Table 1. Units for magnetic properties number of data sets.

Drug Molecular Feature Extraction

The graphs of the drugs are constructed by using the GraphDTA (Nguyen and Venkatesh, 2019) method. It reflects interactions of internal atom for each SMILES compound. RDkit, open source chemical informatics package (G, 2013), is used to calculate the feature vectors of atom and adjacent atomic connection of drugs. The nodes of the graph represent the features of the drug's atoms, and the bonding bonds between the atoms are represented by the edges. The features vectors of the drug atomic are made up of five characteristics: atomic class, atomic rank, the total number of hydrogen atoms, implied value of atoms, and the existence or absence of aromatic groups.

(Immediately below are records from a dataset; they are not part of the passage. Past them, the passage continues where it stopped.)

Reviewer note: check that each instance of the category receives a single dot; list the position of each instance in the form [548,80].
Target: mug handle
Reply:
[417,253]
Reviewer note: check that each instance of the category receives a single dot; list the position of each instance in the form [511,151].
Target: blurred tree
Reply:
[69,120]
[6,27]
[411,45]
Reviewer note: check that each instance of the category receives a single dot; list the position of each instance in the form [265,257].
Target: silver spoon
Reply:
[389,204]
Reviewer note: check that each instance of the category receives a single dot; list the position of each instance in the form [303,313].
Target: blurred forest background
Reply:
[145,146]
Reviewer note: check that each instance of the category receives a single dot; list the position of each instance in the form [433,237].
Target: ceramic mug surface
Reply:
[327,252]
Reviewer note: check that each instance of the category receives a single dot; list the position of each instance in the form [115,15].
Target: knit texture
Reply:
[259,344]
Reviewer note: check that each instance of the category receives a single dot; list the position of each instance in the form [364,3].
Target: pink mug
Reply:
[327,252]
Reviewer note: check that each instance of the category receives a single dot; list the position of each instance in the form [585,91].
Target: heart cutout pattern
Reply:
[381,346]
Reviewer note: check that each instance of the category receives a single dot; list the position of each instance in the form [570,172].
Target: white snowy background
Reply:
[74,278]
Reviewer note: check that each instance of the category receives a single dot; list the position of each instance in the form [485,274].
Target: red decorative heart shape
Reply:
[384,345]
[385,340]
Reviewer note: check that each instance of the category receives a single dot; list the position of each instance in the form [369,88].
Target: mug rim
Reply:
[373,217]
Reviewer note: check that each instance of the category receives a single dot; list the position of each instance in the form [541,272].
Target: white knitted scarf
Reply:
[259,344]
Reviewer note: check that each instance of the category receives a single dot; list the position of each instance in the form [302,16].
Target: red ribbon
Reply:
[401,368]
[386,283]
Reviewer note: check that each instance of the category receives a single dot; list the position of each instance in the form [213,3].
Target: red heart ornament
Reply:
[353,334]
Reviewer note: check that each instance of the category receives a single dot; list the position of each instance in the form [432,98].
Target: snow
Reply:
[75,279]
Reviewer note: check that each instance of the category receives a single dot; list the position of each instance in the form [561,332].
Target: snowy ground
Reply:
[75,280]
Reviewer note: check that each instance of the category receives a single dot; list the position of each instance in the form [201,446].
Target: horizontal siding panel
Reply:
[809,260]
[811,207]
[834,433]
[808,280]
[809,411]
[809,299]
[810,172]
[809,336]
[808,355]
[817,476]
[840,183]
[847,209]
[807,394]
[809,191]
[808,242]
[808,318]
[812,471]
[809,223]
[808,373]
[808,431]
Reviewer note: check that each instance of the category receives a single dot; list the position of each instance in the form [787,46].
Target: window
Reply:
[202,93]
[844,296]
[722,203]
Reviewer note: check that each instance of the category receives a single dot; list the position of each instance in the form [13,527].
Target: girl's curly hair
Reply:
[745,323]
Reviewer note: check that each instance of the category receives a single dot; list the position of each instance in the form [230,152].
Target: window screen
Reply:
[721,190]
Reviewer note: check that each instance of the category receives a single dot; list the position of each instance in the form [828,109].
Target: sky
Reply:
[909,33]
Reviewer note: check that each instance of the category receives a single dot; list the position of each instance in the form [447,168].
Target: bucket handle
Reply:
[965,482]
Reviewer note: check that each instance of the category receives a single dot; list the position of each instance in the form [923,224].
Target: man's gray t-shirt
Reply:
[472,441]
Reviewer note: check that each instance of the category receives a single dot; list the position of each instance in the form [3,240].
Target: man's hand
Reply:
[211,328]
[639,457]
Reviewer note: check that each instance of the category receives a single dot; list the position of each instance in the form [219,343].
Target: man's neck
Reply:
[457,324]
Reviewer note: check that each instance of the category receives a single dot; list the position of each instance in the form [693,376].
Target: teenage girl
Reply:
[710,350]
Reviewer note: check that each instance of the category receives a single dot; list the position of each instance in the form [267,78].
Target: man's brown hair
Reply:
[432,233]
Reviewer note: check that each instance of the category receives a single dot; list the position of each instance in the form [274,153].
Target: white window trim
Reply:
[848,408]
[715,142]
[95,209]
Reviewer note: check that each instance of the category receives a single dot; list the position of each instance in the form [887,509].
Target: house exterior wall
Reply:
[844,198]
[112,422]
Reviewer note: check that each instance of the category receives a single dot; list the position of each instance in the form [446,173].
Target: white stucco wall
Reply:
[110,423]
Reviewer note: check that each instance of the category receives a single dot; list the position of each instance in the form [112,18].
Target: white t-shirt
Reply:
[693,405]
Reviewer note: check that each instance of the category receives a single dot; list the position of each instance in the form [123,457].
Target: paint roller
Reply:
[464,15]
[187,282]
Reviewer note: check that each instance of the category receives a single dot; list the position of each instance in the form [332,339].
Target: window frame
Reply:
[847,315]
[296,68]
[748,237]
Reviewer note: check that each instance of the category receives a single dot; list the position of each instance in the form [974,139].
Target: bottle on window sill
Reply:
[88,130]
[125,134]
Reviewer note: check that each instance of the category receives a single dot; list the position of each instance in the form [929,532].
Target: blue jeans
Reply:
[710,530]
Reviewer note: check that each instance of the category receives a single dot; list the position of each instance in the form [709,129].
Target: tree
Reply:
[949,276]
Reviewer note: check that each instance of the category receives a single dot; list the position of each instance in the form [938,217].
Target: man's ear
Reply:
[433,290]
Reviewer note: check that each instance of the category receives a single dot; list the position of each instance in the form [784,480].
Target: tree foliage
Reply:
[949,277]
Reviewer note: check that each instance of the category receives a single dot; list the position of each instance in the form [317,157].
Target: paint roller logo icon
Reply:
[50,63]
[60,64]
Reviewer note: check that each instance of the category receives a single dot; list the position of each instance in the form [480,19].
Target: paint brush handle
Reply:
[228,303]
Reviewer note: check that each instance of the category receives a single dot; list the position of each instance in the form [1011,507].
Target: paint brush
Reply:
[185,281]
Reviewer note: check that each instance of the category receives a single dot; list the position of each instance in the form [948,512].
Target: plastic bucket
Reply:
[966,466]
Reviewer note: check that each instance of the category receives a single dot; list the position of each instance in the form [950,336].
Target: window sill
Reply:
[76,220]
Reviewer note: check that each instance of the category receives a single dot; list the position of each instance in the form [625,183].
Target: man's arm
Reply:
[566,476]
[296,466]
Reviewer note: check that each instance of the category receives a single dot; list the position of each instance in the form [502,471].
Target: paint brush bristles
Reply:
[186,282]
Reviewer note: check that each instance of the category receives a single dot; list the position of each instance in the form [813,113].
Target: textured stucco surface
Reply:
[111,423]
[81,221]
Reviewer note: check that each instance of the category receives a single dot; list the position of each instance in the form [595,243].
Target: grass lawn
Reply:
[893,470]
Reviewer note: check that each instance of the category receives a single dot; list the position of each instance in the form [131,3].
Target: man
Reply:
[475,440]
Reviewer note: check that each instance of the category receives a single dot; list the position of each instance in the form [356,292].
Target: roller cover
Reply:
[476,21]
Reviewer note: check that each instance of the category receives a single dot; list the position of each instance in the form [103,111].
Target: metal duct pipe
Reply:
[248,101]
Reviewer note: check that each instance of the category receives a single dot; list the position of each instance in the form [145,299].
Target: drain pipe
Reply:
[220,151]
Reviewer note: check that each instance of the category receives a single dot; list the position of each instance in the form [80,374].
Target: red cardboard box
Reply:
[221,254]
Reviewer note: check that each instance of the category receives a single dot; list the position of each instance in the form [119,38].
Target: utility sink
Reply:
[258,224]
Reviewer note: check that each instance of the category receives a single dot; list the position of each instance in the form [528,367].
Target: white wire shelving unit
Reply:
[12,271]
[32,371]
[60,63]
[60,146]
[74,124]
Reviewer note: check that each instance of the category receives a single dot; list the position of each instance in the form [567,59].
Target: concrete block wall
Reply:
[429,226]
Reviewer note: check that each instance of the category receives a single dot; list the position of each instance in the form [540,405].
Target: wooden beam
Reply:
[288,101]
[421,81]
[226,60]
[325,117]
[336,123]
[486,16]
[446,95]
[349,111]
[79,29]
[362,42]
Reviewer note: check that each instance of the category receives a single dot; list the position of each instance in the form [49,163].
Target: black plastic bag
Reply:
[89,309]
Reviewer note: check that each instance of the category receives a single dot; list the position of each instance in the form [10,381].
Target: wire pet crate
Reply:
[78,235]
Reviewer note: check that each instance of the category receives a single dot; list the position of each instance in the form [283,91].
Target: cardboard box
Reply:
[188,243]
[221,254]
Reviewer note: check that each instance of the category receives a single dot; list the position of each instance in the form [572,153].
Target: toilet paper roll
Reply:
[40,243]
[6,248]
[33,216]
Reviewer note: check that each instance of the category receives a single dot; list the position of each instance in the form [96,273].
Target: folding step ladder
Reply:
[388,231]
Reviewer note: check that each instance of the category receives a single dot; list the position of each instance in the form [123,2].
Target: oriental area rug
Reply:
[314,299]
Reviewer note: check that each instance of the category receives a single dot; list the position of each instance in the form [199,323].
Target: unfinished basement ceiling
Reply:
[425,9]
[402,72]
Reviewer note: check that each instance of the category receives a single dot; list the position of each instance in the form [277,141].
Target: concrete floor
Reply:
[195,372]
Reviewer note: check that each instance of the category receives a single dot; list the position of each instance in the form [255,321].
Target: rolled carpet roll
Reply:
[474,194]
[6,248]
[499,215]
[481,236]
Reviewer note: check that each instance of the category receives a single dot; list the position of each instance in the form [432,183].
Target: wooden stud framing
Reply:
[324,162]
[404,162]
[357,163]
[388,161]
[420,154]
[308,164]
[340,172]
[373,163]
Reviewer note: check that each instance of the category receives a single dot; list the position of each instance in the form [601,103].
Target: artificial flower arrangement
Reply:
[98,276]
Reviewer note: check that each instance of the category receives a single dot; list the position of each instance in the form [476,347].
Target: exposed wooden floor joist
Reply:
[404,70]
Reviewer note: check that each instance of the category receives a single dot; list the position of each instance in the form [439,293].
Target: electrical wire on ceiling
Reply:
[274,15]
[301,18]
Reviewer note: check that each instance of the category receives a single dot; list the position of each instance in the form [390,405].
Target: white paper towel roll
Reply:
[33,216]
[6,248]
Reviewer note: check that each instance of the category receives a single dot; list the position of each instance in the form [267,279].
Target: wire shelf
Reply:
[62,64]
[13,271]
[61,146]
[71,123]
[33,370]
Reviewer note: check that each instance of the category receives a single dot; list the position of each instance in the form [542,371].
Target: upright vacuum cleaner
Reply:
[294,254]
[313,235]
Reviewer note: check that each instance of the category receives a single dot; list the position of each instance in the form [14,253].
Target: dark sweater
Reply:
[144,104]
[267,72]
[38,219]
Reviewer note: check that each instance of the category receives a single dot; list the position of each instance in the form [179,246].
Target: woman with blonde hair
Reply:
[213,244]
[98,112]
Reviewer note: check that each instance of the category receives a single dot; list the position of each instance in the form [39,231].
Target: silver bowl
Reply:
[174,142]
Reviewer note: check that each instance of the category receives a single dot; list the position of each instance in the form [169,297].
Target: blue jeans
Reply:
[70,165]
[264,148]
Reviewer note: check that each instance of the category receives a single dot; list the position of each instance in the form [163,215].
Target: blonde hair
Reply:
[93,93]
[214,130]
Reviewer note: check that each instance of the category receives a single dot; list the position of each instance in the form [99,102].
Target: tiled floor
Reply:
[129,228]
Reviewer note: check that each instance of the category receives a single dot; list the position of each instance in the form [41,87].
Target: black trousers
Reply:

The atomic rank is the sum of the number of the bond between the current atom and neighboring atoms and the number of hydrogen atoms. The edge of graph represents the connection relation of adjacent atoms. The overall process is shown in Figure 1.

FIGURE 1

Figure 1. Drug molecular feature extraction process. The input of the extraction process of drugs is the drug molecular structure. Each atom is represented as a node by 5 different characteristics, and the bond between the atom and adjacent atoms is used as the edge set. The red atom has a binding bond with two yellow atoms, and no binding bond with the green atom. The set of nodes and the set of edges are made up of all the atoms together to form the graph structure representing the current drug molecule.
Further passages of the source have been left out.